Wins against Kieren and Amber van Breemen put me at the top table against MVB in round three. Michael had exploited - to devastating effect - a quirk in the psychology of trek drafting. When opening packs, the memory of Decipher packs stuck with me. Accordingly, I assumed that Ferengi would be few and far between. They’re only really from one set, right? Further, Ferengi rely on lots of tricks, and those tricks aren’t available in limited, right? Wrong on both counts, and while it seems most of us ignored them completely, Michael drafted what was basically a constructed-ready Ferengi deck. My basic deck with good attributes, decent skills, and immunity to Instigate Dissension was no match for the Ferengi tricks.

One other highlight that sticks out was the mirror match against Harshana Randeni’s Dominion which was even more focused than my own, with four strength missions plus Crom and Mobilization Points. He was playing for the full win with the last turn after time, and had two ships with personnel to solve. I hit him with Mutinous Guests, which stopped his first crew and pushed the second ship to a planet where they were out of range of the mission. Play of the day to hang on for a mod win!
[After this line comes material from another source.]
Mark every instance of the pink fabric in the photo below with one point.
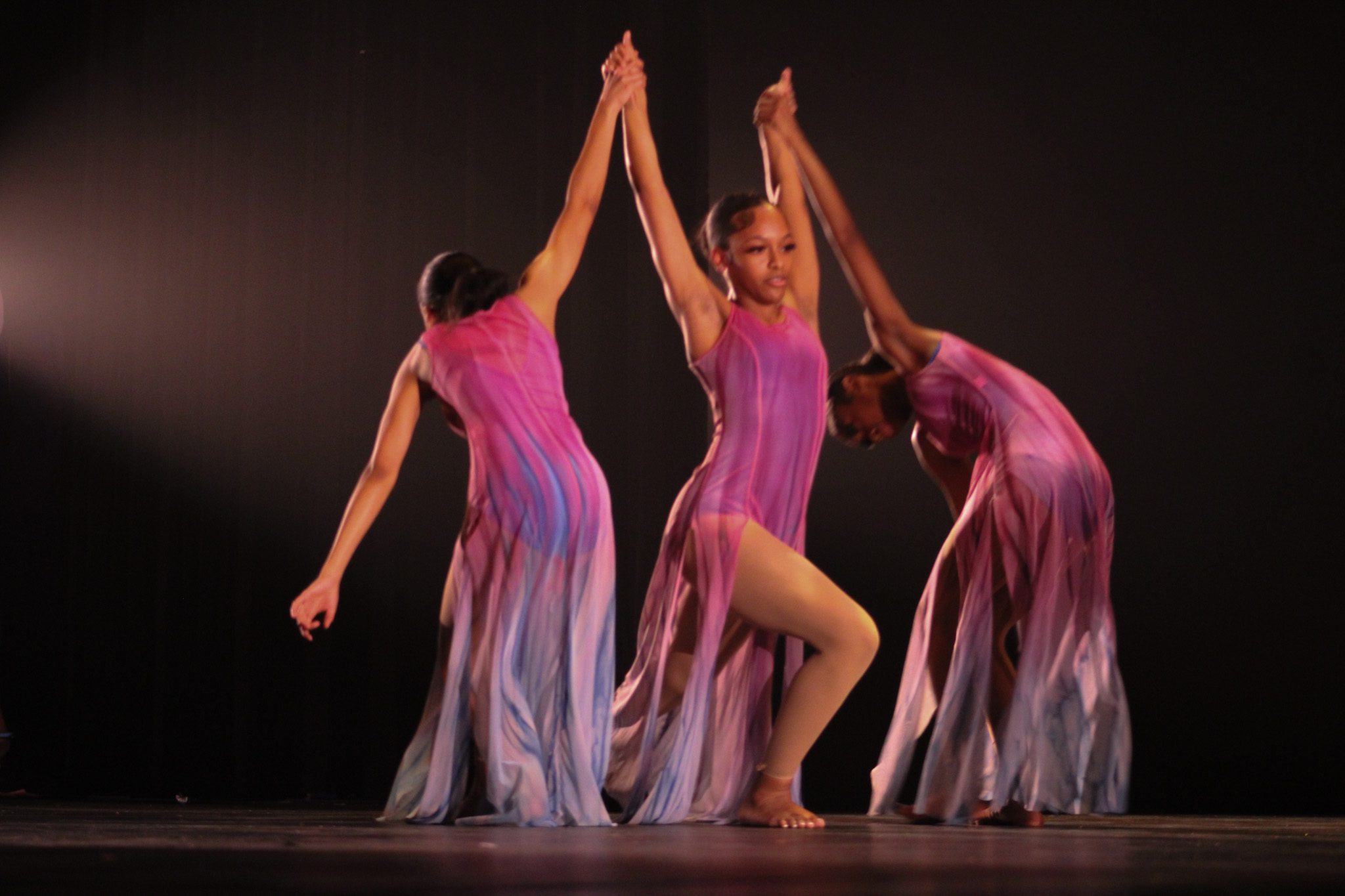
(766, 386)
(1040, 507)
(525, 660)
Cube draft feels like a really solid format. I’d love to see this format be made part of more competitive events, even multi-format qualifying for Worlds elimination. The skill in drafting really beats the randomness of normal sealed competition.
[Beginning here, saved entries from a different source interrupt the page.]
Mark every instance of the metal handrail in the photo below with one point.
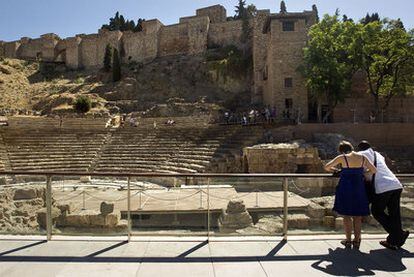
(177, 175)
(285, 176)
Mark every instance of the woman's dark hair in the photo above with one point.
(364, 145)
(345, 147)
MVB ended at the top of the standings and with that won the two-round Words bye that traditionally comes with the WCT event at worlds. I finished third and consoled myself with the thought of more Trek. The tournament had ended late-ish, so all the surrounding restaurants were closed except for a South African favourite: Nando’s!

I couldn't resist

Five months away from home and I wasn’t going to ignore the opportunity. I convinced the North Americans to join me and regretted it a few minutes later when we discovered how average the chain’s food is in Australia. Whatever health law it is that prevents Nando’s REAL sauce from being used in Australia needs to be repealed.

Back home, I was up a few hours deck checking and making one last addition to 5 space for the next day: Original Thinker Kirk for the inevitable Secret Identity picks on my other really strong Fed personnel. Then nervous sleep before the biggest day of my Trek career.